Fran­çois Renard et Chris­tophe Lemaire, dit Godzy, sont des ciné­philes pas­sion­nés qui ne jurent que par le cinéma Bis, par­ti­cu­liè­re­ment la période ita­lienne des années 1960–1970. Marco Corso, l’un des réa­li­sa­teurs de cette époque, pose une énigme. Il y a vingt-cinq ans, il a arrêté brus­que­ment, en plein tour­nage, après la dis­pa­ri­tion de Luisa Dia­manti, la vedette dont il était amou­reux fou. Dino, un de leurs cor­res­pon­dants en Ita­lie l’a retrouvé et a réussi à leur obte­nir une entre­vue et une inter­view fil­mée, chez lui à Bologne. Sur place, Ales­san­dra, la gou­ver­nante, secré­taire et infir­mière de Corvo, les accueille et fixe les règles. Sa santé est fra­gile, il faut le ména­ger et sur­tout ne pas lui par­ler de Luisa Dia­manti. Quand il décide d’arrêter, il ne faut pas insis­ter.
Cepen­dant, leur arri­vée est connue. Un homme les sur­veille et les pho­to­gra­phie dès l’aéroport. Une sil­houette mas­quée ligote un homme sur une chaise, fait des confet­tis avec des articles, puis lui crève les yeux qui, d’après elle, ne servent à rien car ils ne savent pas voir. Quelques jours plus trad, un nou­vel indi­vidu est assas­siné selon le même mode opé­ra­toire. Et les deux amis ren­contrent leur idole mais se retrouvent impli­qués dans cette série de crimes…

Avec les deux per­son­nages prin­ci­paux et par le canal de l’interview de Marco Corso, le scé­na­riste fait œuvre d’historien, retrace le par­cours de grands réa­li­sa­teurs, les films qui ont mar­qué ce genre et cette époque.
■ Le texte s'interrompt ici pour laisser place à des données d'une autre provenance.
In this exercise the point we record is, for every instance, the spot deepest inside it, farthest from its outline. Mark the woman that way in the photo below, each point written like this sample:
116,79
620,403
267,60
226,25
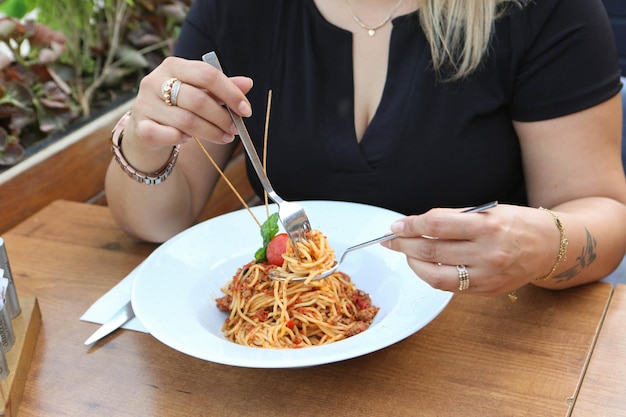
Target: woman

Il évoque nombre de films qui, main­te­nant, passent à la ciné­ma­thèque dans le cadre de jour­nées dédiées au genre. Paral­lè­le­ment, il construit une intrigue fort réus­sie res­pec­tant l’esprit des “Giallo”, dis­si­mu­lant jusqu’à la conclu­sion les moti­va­tions et l’identité de l’auteur des crimes. Cepen­dant, pour­quoi faire de Godzy le balourd de ser­vice en lui don­nant une natio­na­lité belge ?
Le des­sin syn­thé­tique de Mas­simo Seme­rano s’adapte par­fai­te­ment à l’atmosphère de l’histoire. Avec peu de traits, il brosse décors et per­son­nages, res­ti­tuant bien leurs émo­tions et leurs sen­ti­ments. Il intègre des scènes de films dans ses pages, appor­tant un côté un peu sur­réa­liste entre son gra­phisme épuré et ces quelques images réelles.

Un cahier pré­sente la fil­mo­gra­phie de Marco Corvo jusqu’à Luce Nera, son film inachevé ; quelques repères sur le genre en Ita­lie ; l’historique du “Giallo” et une liste de quelques indis­pen­sables pour connaître ce genre. On y trouve une abon­dante et magni­fique gale­rie de ces affiches hautes en cou­leurs et en scènes des­ti­nées à atti­rer le regard.

Le titre rend hom­mage à une célèbre salle pari­sienne dans le Xe arron­dis­se­ment, spé­cia­li­sée dans la pro­jec­tion de ces films.

serge per­raud

Doug Head­line (scé­na­rio) & Mas­simo Seme­rano (des­sin et cou­leur), Midi-Minuit, Dupuis, coll. “Aire Libre”, juin 2018, 176 p. – 22,00 €.